In order to begin such a project, one would have to define measurable variables in order to create usable typologies of hybrid threats.  A complete undertaking of such and endeavor is outside the scope of this paper but a rough sketch example is appropriate to light the way.

Under the new, more rigorous conception of hybrid threats, the U. S. military is classified as the most potent.  The United States possesses the most potent conventional forces in the world and this is where most assessments of U. S. military prowess dwell.  What most analysts discount is the U. S. military’s unconventional capacity.  In response to unconventional cyber threats, the U. S. military stood up Cyber Command.  Long before the counterinsurgency fights in Iraq and Afghanistan, the U. S. military had developed a robust irregular war fighting capacity.  U. S. Special Operating Forces have been so successful recently in advising and building the capacity of their Filipino counterparts that the Filipino government has recently deepened military ties with the United States.

The United States, too, has a great economic capacity she can use to help shape the international landscape to her advantage.  Stability Operations often have a large economic component and compellence through sanctioning or favorable trading status has worked in certain situations to help fulfill strategic aims.

While the United States has been practicing hybrid warfare in earnest since at least World War II, it is still a far different hybrid threat than Al Qaeda.  Al Qaeda must be categorized as an almost entirely irregular threat though the means and operational reach of Al Qaeda are greater than other hybrid threats.  Al Qaeda has demonstrated the ability to operate in multiple states simultaneously.  While terrorism seems to be the tactic of choice, Al Qaeda has recently delved into the economic sphere enacting rudimentary village stability operations in several African nations.  Al Qaeda has also provided logistical and training support to insurgent groups in Southeast Asia.
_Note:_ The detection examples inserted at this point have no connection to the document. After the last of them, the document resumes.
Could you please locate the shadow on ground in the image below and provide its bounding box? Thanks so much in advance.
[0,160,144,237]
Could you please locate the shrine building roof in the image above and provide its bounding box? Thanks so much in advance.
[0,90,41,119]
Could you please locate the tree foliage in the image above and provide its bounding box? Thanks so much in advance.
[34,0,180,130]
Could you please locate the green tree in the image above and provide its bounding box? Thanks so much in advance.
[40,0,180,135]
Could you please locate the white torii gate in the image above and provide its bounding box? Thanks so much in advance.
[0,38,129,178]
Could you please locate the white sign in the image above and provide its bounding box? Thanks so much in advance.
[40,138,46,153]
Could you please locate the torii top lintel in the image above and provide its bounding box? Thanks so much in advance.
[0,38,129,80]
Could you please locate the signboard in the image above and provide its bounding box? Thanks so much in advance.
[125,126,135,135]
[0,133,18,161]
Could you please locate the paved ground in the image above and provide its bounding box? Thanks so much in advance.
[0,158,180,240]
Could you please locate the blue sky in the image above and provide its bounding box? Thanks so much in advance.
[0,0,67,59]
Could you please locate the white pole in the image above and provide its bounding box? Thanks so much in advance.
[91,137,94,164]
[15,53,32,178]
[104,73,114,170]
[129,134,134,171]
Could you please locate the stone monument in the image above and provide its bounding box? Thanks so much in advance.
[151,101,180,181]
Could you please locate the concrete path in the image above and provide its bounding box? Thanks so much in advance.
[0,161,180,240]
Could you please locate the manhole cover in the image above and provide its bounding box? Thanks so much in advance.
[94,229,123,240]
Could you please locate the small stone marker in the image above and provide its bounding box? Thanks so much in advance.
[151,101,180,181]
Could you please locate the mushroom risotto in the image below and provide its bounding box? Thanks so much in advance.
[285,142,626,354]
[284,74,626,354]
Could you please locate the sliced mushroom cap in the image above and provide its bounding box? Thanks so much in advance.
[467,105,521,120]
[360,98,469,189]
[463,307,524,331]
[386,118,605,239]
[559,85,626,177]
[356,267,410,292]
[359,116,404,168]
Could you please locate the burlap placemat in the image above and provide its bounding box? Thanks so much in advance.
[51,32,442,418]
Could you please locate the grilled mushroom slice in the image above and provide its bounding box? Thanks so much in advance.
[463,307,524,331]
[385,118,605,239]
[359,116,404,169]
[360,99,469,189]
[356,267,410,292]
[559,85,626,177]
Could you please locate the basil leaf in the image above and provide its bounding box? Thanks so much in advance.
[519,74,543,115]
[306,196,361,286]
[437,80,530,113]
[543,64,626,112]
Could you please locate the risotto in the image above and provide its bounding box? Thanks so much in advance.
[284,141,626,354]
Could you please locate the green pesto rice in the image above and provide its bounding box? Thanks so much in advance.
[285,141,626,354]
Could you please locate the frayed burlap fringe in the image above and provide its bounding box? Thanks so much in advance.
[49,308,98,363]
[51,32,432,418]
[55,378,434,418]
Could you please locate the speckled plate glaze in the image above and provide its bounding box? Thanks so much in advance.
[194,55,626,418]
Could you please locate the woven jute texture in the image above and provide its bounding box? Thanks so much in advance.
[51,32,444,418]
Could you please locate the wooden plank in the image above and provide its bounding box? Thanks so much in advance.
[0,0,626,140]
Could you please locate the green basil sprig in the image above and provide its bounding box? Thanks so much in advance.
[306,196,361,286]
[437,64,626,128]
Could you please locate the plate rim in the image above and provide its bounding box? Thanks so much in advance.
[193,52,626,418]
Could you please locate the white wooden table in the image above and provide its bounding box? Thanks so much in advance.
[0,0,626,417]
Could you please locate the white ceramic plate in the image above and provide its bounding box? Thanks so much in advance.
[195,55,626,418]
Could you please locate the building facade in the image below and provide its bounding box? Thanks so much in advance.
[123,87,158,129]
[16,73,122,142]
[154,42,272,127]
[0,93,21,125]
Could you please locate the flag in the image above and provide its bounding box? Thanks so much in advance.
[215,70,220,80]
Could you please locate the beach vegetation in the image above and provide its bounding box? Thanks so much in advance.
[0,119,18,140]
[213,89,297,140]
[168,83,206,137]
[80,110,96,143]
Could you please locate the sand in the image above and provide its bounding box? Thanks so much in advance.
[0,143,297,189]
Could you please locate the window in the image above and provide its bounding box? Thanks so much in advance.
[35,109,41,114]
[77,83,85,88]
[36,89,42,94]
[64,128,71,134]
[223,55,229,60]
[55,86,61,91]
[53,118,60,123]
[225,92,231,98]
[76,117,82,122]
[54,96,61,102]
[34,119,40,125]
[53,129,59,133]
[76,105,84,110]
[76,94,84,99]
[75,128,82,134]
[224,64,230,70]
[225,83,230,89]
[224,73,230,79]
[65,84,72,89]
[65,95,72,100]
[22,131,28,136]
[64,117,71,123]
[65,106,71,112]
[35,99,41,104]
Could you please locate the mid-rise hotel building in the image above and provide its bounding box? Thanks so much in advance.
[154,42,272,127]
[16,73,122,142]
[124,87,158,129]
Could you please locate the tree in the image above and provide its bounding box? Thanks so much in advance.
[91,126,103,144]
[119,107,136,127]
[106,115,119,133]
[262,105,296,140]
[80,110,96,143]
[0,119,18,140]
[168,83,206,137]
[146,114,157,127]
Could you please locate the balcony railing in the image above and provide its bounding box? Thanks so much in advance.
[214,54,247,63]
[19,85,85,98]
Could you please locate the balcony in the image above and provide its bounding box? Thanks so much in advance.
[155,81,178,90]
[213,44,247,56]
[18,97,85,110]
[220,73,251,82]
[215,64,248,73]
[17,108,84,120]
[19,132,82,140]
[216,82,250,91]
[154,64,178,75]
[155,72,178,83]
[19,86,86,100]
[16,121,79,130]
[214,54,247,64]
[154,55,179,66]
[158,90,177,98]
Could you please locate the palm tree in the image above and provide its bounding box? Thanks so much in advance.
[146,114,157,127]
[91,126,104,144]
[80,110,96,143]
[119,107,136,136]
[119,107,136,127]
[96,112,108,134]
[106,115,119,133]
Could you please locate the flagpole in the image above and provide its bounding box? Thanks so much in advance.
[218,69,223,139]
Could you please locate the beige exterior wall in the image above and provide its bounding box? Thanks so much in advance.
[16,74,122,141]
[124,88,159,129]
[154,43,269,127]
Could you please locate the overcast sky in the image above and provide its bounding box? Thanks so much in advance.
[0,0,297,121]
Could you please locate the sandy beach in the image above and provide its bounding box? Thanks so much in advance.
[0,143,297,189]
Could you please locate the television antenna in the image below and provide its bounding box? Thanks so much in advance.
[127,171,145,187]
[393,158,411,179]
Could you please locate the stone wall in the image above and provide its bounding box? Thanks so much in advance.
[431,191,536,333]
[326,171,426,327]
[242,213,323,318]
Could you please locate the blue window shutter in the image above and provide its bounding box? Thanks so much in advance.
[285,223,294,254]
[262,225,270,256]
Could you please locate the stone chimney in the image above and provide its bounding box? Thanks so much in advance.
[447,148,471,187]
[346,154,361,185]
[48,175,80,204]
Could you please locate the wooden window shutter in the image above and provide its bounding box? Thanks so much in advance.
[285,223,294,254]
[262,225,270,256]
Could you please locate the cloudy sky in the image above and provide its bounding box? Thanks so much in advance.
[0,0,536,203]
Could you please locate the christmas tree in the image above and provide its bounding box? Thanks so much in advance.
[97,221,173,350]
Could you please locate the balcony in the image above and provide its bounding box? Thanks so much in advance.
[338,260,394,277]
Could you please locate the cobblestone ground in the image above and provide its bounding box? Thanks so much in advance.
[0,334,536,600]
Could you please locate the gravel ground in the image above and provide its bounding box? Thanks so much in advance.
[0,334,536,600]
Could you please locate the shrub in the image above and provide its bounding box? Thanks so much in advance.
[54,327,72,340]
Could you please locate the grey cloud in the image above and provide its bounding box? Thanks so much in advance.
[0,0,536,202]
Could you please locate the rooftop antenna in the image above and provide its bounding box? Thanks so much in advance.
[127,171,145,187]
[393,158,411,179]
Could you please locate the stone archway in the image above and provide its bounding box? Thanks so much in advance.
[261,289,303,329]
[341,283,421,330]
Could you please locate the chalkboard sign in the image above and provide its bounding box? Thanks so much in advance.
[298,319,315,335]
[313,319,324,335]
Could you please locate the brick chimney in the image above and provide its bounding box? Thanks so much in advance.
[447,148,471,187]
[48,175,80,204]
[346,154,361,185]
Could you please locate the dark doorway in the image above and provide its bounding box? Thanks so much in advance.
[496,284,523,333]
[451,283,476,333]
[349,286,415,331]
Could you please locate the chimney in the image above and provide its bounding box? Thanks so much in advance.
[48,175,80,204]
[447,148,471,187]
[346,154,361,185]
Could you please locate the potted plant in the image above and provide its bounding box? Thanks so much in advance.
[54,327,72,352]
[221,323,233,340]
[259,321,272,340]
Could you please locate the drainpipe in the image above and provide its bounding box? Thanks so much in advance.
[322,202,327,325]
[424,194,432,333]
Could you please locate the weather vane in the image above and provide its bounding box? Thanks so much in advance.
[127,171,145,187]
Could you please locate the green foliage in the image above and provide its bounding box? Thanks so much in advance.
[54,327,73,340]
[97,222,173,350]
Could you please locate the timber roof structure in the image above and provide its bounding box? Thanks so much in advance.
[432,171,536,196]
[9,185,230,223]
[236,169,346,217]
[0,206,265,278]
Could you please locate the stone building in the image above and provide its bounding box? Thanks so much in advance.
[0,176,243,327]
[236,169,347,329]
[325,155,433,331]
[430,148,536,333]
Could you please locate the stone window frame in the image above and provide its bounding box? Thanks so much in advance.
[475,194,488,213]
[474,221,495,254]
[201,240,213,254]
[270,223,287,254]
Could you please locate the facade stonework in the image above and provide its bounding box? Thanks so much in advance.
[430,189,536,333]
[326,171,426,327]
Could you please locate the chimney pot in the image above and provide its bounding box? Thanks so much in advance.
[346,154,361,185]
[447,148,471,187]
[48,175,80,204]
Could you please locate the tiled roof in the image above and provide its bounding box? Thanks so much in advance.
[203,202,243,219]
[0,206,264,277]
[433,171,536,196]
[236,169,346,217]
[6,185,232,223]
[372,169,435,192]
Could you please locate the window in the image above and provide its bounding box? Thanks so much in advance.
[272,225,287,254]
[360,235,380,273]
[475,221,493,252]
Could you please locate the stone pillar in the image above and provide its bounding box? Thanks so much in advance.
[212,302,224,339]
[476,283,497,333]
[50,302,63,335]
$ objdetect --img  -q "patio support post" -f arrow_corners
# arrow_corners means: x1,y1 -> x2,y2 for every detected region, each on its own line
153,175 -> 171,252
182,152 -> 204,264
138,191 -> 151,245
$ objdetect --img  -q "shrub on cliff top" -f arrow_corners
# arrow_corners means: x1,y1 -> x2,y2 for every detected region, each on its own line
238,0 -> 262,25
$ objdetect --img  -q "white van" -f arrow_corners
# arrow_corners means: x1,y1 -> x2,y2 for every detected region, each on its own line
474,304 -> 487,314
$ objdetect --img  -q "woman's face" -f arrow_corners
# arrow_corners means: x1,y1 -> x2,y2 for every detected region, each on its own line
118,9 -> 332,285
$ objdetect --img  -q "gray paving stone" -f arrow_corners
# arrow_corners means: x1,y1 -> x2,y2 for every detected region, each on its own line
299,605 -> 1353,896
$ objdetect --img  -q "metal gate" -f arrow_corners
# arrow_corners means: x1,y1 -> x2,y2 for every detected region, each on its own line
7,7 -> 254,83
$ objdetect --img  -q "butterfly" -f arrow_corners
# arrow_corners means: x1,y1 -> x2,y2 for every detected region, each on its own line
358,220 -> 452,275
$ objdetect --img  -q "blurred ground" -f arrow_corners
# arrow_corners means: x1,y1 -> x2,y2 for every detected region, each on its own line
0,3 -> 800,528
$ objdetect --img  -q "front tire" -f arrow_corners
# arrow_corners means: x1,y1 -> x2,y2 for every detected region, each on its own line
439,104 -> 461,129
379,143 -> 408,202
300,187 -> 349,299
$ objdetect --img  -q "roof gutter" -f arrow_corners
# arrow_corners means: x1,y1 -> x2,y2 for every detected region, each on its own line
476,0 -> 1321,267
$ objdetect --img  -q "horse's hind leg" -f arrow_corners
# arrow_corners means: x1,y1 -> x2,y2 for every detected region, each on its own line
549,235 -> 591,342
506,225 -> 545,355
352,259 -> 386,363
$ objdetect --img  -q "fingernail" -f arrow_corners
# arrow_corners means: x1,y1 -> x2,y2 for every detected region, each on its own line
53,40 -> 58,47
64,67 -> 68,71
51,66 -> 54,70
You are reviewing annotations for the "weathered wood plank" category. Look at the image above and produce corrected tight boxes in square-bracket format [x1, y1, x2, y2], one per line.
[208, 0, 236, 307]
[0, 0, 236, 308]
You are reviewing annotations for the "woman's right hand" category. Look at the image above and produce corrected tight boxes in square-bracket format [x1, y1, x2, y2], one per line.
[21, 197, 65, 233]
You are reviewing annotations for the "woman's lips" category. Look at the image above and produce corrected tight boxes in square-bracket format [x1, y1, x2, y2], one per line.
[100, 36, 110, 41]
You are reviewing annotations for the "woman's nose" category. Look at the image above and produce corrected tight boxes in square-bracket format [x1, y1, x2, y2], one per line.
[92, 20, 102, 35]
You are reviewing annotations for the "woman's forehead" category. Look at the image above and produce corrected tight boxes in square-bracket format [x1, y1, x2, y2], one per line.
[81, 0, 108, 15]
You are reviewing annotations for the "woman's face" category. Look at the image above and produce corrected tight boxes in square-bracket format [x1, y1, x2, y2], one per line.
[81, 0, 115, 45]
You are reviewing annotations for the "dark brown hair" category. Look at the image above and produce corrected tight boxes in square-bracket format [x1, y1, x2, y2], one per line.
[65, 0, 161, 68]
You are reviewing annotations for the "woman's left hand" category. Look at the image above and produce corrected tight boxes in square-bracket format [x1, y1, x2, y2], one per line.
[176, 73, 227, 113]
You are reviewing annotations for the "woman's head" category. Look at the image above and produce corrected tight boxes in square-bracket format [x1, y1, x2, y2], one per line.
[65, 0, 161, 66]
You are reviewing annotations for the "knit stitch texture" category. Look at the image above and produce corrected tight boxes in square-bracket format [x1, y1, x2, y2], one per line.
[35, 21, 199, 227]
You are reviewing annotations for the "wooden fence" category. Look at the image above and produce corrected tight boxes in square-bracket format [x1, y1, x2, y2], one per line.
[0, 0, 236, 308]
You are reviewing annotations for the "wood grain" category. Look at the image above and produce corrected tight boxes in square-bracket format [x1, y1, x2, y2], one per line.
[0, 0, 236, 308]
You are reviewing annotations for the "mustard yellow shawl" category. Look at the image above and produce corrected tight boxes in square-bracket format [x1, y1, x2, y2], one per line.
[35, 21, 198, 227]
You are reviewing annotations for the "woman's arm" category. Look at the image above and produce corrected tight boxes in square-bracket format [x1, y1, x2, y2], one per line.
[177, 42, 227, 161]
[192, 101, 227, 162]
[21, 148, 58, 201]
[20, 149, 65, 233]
Far below Al Qaeda and, perhaps, at the end of the hybrid spectrum are groups like Abu Sayyaf.  Abu Sayyaf formerly was the militant/terrorist wing of the Moro Islamic Liberation Front (MILF) insurgency in the Philippines.  Since splitting from the MILF, Abu Sayyaf has dwindled to roughly seventy-five members whose sole purpose is to engage in illicit drug trade and ransoming civilians.

The purpose of this post is not to produce a fully formed model for categorizing hybrid threats.  Instead, the motivation behind writing this is to illuminate the shortcomings of hybrid warfare as a concept, illustrate the confusion this concept has wrought, and point the way ahead for future research in the hopes that a robust theory would be developed.  As the concept currently stands, it is too unbounded conceptually to drive foreign policy or effective military practice.

Follow Dan G. Cox’s e-IR blog: Boots on the Ground: Security in Theory and Practice


[1] Opinions, conclusions, and recommendations expressed or implied within are solely those of the author, and do not represent the views of the U. S. Army School of Advanced Military Studies, the U. S. Army Command and General Staff College, the United States Army, the Department of Defense, or any other U. S. government agency.

[2] ADP 3.0 defines a hybrid threat as “the diverse and dynamic combination of regular forces, irregular forces, terrorist forces, criminal elements, or a combination of these forces and elements all unified t o achieve mutually benefitting effects.”